LCR 2015, Nijmegen, Hollanda, 11 - 13 Eylül 2015
EFL/ESL teachers use various error feedback strategies
to help their students become better writers. Although different kinds of
teacher feedback help students improve their writing in terms of language, some
problems may still persist. In some cases, texts written by non-native speakers
of English may sound unnatural not because of incorrect structural or lexical
problems, but because of figurative/metaphorical language issues. The limited
research on metaphorical fluency shows that in language learning environment
metaphorical competence cannot be identified frequently. Danesi (1995) gives
the reason of this not as learners’ incapability of learning metaphors, but as
not receiving conceptually and linguistically appropriate models. It is largely
believed that L2 learners need to be exposed to metaphorical language to become
conceptually fluent (Lan, 2008; Andreou and Galantomos, 2009; Telebinezhad, 2007; Hashemian and Nezhad, 2007;
Charteris-Black, 2002; Danesi, 1995). Corus-based metaphorical language use studies mostly compare
native and non-native speaker ratios of metaphorical language in their written
or oral productions for metaphorical density. They mostly report similar
results for native and non-native groups of different L2 learners (Andreou
& Galantomos, 2009; Hashemian & Nezhad, 2006; Danesi, 1995).
This study investigated the
metaphorical language use of Turkish EFL students at tertiary level with a
longitudinal corpus-based approach and aimed to find out the relationship
between language proficiency level and the ratio of metaphorical language use,
quality of metaphors in terms of being native vs. non-native like, and the
influence of L1 metaphorical language use. With a
longitudinal corpus-based design, 19 Turkish students’ metaphorical language
use was investigated through their four writing exams during their one-year
intensive English study and a delayed writing test five months after they
finished the program. In metaphor
studies identifying and analysing metaphorical language use in a corpus raise
some problems. Pitcher (2013) describes metaphor analysis as “a method of
extracting conceptions from texts” (p.1) which is mostly intuition-based while
some others suggest taxonomies (Crisp et
al., 2002; Babarczy et al., 2014).
In this study, we used the
Metaphor Identification Procedure (MIP) proposed by a group of researchers
named Pragglejaz Group (2007). It is a mechanical analysis of metaphors in
terms of checking each word against the literal dictionary definition.

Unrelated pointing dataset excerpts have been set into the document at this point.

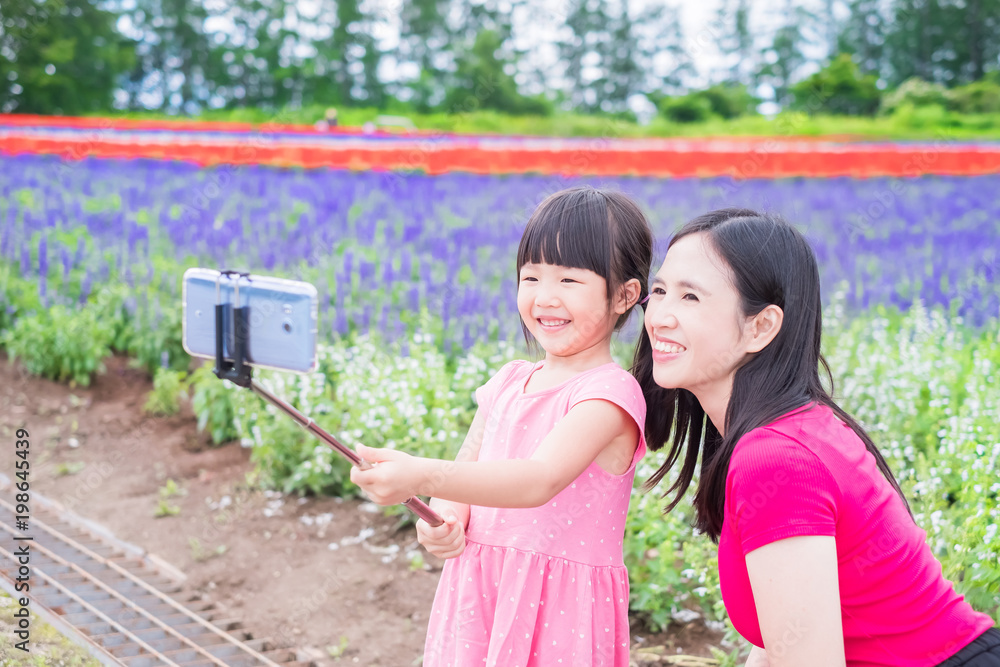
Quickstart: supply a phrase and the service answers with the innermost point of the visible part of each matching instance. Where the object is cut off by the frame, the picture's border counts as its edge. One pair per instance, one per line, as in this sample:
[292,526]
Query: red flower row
[210,144]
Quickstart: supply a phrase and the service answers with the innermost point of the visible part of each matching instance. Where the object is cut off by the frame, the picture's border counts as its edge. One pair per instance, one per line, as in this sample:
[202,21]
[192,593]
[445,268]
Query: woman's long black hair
[770,262]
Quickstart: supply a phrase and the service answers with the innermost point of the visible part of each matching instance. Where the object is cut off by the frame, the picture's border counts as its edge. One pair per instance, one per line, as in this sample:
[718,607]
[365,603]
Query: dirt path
[333,578]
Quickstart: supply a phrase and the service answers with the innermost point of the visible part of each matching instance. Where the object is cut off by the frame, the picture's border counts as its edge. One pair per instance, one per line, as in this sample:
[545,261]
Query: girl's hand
[444,541]
[391,480]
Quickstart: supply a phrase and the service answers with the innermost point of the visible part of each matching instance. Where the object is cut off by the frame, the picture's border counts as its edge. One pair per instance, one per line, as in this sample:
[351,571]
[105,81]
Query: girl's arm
[796,589]
[577,439]
[467,453]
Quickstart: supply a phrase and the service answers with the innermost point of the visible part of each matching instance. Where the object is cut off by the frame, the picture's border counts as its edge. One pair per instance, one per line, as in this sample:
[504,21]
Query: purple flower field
[384,246]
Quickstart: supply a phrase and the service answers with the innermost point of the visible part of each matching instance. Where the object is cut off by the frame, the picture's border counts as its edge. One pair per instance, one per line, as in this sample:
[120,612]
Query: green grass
[47,647]
[919,124]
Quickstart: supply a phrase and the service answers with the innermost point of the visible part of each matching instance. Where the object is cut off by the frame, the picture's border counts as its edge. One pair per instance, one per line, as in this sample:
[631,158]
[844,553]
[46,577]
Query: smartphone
[283,318]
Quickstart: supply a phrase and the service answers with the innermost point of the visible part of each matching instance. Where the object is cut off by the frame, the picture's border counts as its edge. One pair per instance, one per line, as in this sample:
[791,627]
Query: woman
[820,561]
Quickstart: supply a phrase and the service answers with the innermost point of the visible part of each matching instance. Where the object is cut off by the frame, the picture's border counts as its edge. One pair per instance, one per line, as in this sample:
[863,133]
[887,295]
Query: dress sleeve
[487,393]
[616,386]
[778,488]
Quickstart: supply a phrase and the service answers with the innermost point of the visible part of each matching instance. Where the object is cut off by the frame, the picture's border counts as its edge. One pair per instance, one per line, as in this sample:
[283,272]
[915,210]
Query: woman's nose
[660,314]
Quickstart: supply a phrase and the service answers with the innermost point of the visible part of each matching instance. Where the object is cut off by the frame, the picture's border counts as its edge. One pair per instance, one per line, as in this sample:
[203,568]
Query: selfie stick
[239,372]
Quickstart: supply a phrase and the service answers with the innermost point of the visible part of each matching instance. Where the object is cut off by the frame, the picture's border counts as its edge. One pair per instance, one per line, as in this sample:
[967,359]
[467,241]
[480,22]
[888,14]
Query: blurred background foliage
[224,58]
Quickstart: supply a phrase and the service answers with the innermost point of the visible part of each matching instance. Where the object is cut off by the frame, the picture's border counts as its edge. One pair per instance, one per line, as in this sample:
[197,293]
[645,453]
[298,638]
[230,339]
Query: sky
[537,28]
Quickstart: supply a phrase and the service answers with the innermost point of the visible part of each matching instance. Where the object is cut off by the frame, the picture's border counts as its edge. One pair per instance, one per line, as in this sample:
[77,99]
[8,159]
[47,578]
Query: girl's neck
[557,368]
[715,402]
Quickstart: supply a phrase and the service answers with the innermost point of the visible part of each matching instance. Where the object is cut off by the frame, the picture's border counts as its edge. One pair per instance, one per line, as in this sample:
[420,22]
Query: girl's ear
[764,326]
[628,295]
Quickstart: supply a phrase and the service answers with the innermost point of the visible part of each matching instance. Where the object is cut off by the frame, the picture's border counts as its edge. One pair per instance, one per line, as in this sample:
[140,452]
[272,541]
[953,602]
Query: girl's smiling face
[565,309]
[695,322]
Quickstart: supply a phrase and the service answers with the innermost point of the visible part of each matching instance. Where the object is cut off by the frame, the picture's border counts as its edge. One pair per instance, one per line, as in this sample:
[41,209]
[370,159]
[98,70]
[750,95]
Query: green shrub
[686,109]
[168,390]
[927,389]
[364,392]
[914,92]
[214,403]
[976,97]
[17,296]
[157,339]
[60,344]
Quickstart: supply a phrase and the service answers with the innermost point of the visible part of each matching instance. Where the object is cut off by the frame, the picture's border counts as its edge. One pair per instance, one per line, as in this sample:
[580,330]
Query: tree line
[512,56]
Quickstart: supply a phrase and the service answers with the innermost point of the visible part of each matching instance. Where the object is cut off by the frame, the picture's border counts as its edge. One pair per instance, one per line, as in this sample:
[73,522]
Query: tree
[838,88]
[59,56]
[581,50]
[482,82]
[735,41]
[172,53]
[863,36]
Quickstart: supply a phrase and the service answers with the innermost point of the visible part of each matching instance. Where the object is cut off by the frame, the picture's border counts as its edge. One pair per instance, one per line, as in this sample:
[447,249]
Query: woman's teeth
[669,348]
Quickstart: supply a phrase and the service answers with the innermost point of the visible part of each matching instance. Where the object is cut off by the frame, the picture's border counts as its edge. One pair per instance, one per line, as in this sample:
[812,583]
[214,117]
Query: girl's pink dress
[543,585]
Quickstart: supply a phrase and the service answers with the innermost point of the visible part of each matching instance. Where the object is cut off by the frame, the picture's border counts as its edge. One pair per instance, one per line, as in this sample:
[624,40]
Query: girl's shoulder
[612,382]
[512,370]
[610,376]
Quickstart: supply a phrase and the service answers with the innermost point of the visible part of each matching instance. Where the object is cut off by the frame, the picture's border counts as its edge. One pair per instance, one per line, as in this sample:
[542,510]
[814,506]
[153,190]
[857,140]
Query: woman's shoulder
[512,371]
[805,440]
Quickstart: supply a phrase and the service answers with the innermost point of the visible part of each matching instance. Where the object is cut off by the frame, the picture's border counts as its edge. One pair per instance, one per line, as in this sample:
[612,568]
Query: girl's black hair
[587,228]
[770,262]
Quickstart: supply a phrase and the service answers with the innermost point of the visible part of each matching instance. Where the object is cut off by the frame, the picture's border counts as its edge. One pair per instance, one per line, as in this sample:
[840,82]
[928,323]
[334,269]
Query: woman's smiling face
[695,321]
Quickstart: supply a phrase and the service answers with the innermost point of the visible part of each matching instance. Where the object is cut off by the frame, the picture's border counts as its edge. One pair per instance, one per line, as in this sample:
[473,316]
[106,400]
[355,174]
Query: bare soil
[335,579]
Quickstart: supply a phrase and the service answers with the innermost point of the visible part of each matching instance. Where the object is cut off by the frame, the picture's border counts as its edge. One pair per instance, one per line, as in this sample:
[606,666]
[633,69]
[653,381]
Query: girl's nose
[546,297]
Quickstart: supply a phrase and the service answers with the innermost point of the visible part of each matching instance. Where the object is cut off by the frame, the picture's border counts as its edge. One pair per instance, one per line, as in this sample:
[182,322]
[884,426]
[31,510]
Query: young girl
[536,502]
[820,561]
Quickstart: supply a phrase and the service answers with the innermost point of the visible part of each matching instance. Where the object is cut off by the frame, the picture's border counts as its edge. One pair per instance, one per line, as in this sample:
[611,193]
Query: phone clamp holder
[240,372]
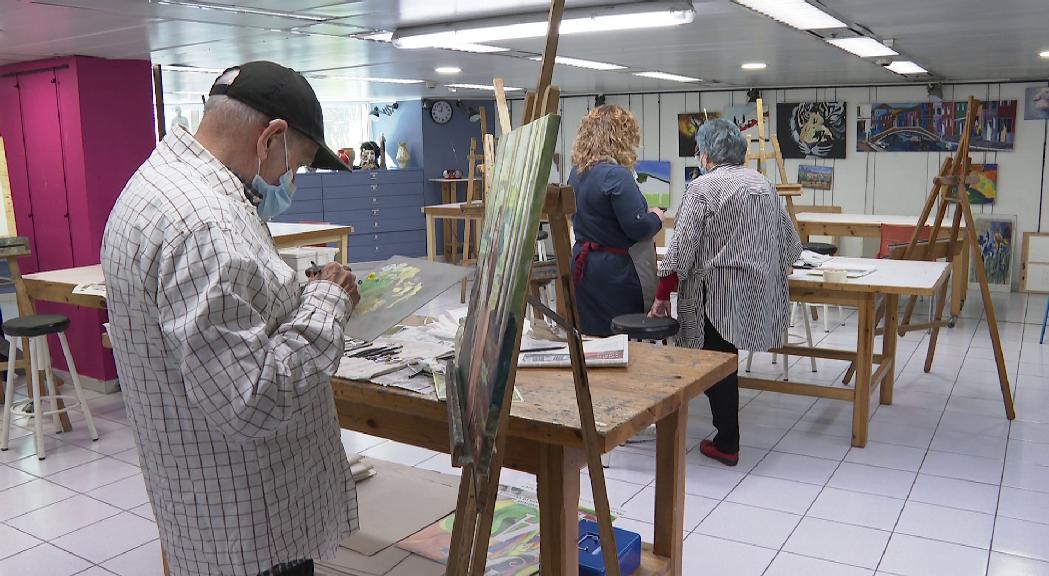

According to MIP, if the meaning of a word is not identical to its literal
definition, it can be considered a metaphor. Steen (2011) defines five steps of
MIP as identification of metaphor-related words, metaphor-related propositions,
open metaphorical comparison, analogical structure, and cross-domain mapping.
Following these steps, the data were coded for metaphorical language use. After
the quantitative analysis of the data, five students were interviewed to find
out their orientations for specific results.
The results of the study revealed that the ratio of
metaphor use consistently decreased in students’ writings, and the difference
was found to be significant between five different time periods (four written
exams in eight months and the delayed writing task). The increase in language
competence in time led to decrease in students’ use of metaphors. It was also
found that native-like metaphor use outweighed non-native-like metaphor use,
and the effect of L1 on non-native-like metaphor use was apparent. The interview
results show a clear support for these findings in the sense that at higher
levels students prefer to use simple language that they are sure of and avoid
complexity and uncertainty. The dominance of native-like metaphor use can be
attributed to their learning metaphorical language as chunks and using them as
chunks when they can/need. When they
were asked about the reasons for the effect of L1 on their metaphorical
language use, they indicated that when they were not allowed to use
dictionaries the only source they could rely on was their L1 from which they
could translate into English. Based on these results, it can be contended that
metaphorical language competence should be an additional component of language
curriculum/syllabus and ways of increasing the ratio of metaphorical language
use in parallel with general language competence should be explored.